Par Alexandre Fontaine Rousseau

Certains diront que le Québec renoue avec le cinéma-direct et d'autres que c'est l'avènement de la télé-réalité qui a propulsé ce genre de cinéma sous les feux des rampes. On rationalisera que c'est en réaction à l'inflation des couts de production du cinéma américain que l'on a commencé à affectionner un cinéma plus modeste et amateur. Mais c'est surtout l'effervescence constante dans le domaine de la technologie numérique qui est responsable de cette vague de cinéma DIY qui secoue actuellement le Québec jusque dans ses réseaux de distribution traditionnels. Des films tels que La Planque, Comment devenir un trou de cul et enfin plaire aux femmes et La Dernière incarnation ont, dans les dernières années, su trouver un public étonnamment imposant malgré les minces moyens de production dont ils ont bénéficié.

Le Bonzaïon de Danny Gilmore et de Clermont Jolicoeur s'inscrit dans cette nouvelle vague de cinéma tourné à la va-vite en format DV et utilise comme principal argument de vente son budget ridicule de 10,000$. Mais peut-on tout pardonner à un film sous prétexte qu'il a été produit sans un sou? C'est la question que soulève involontairement Bonzaïon de par les réactions critiques quelques peu exagérés duquel il fut l'objet à sa sortie. Par réflexe, on porte un regard empli de sympathie et de pitié sur ce petit thriller construit sur la charpente du film de gangster nouveau genre tel que pratiqué par Guy Ritchie et ses acolytes britanniques tous plus cools et branchés les uns que les autres. C'est un terrain encore assez peu exploré par le cinéma québécois, à ce jour toujours allergique aux films de genre, qui avait cependant été assez bien défriché par La loi du cochon d'Érik Canuel.

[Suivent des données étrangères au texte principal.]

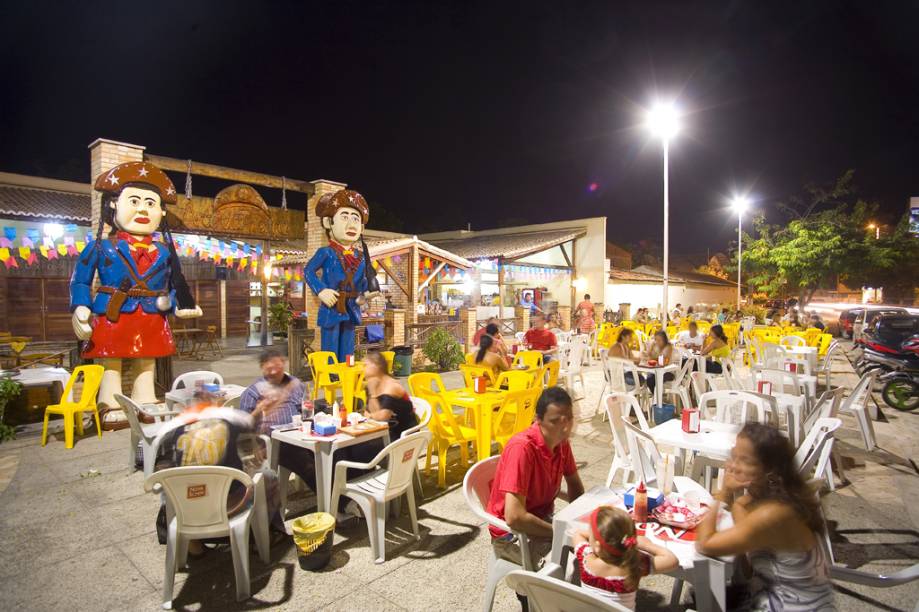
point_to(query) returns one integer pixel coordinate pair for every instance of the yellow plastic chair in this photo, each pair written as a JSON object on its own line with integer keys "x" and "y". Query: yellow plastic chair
{"x": 515, "y": 415}
{"x": 389, "y": 356}
{"x": 92, "y": 379}
{"x": 471, "y": 372}
{"x": 447, "y": 432}
{"x": 824, "y": 344}
{"x": 551, "y": 376}
{"x": 322, "y": 380}
{"x": 517, "y": 380}
{"x": 531, "y": 359}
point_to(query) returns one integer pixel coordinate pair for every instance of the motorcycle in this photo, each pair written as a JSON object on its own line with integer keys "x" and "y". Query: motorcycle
{"x": 901, "y": 387}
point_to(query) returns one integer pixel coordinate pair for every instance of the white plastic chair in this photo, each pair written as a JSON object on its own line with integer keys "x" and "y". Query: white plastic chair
{"x": 825, "y": 367}
{"x": 813, "y": 456}
{"x": 677, "y": 387}
{"x": 571, "y": 366}
{"x": 857, "y": 405}
{"x": 547, "y": 594}
{"x": 141, "y": 434}
{"x": 477, "y": 490}
{"x": 644, "y": 454}
{"x": 773, "y": 355}
{"x": 372, "y": 491}
{"x": 615, "y": 412}
{"x": 793, "y": 341}
{"x": 188, "y": 380}
{"x": 736, "y": 406}
{"x": 196, "y": 503}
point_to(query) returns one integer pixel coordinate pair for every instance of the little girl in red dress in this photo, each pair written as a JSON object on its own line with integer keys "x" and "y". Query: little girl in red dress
{"x": 612, "y": 559}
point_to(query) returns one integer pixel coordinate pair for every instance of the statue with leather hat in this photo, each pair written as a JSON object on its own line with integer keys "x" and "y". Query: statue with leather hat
{"x": 140, "y": 283}
{"x": 347, "y": 277}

Admettons-le d'emblée, ce dernier avait quinze fois le budget du film de Clermont et Jolicoeur. Mais il bénéficiait aussi d'un scénario oh combien plus solide et de dialogues franchement mieux fichus, deux qualités primordiales qu'aucun alibi financier ne peut restituer à ce Bonzaïon correct mais franchement peu inspiré. On ne peut qu'applaudir ces cinéastes débrouillards qui ont su assembler une distribution étonnante autour d'un projet aussi brouillon et force est d'admettre que l'on a déjà vu bien pire sortir des usines hollywoodiennes. Mais cette suite de péripéties vaguement rocambolesques et de transactions à main armée tournant autour d'un gros magot en marijuana fonctionne vraiment de peine et de misère. Si les pivots sont cohérents et que le scénario multiplie les personnages sans plonger le spectateur dans la confusion la plus totale, l'ensemble souffre malgré tout de son franc manque d'originalité. Avions-nous vraiment besoin de voir un autre film de pot et de magouilles qui tournent au vinaigre? Le scénario, pourtant, esquisse en filigrane quelques sentiers intéressants sur lesquels il n'ose jamais s'engager de plein pied.

Reste cet amateurisme flagrant embrassé par les réalisateurs comme s'il s'agissait d'une signature stylistique en soi, cette absence absolue d'illusion cinématographique que certains vanterons comme s'il s'agissait d'une facture réaliste. Mais en y pensant bien, Bonzaïon souffre d'une absence totale de sens esthétique qu'il tente de vendre comme s'il s'agissait d'une anti-esthétique presque revendicatrice. Est-ce tellement laid que c'en est courageux? C'est surtout paresseux, à l'image de l'humour du film. Un caméraman à l'oeil plus aiguisé aurait pris des plans plus inspirés gratuitement et sans supplément. Un monteur plus compétent aurait surement coupé dans le gras de plus d'une de ces nombreuses scènes s'étirant trop longuement en plus d'éviter ces damnées transitions numériques qui devraient tout bonnement être retirées des logiciels de montage si l'on persiste à les utiliser avec aussi peu d'ingéniosité.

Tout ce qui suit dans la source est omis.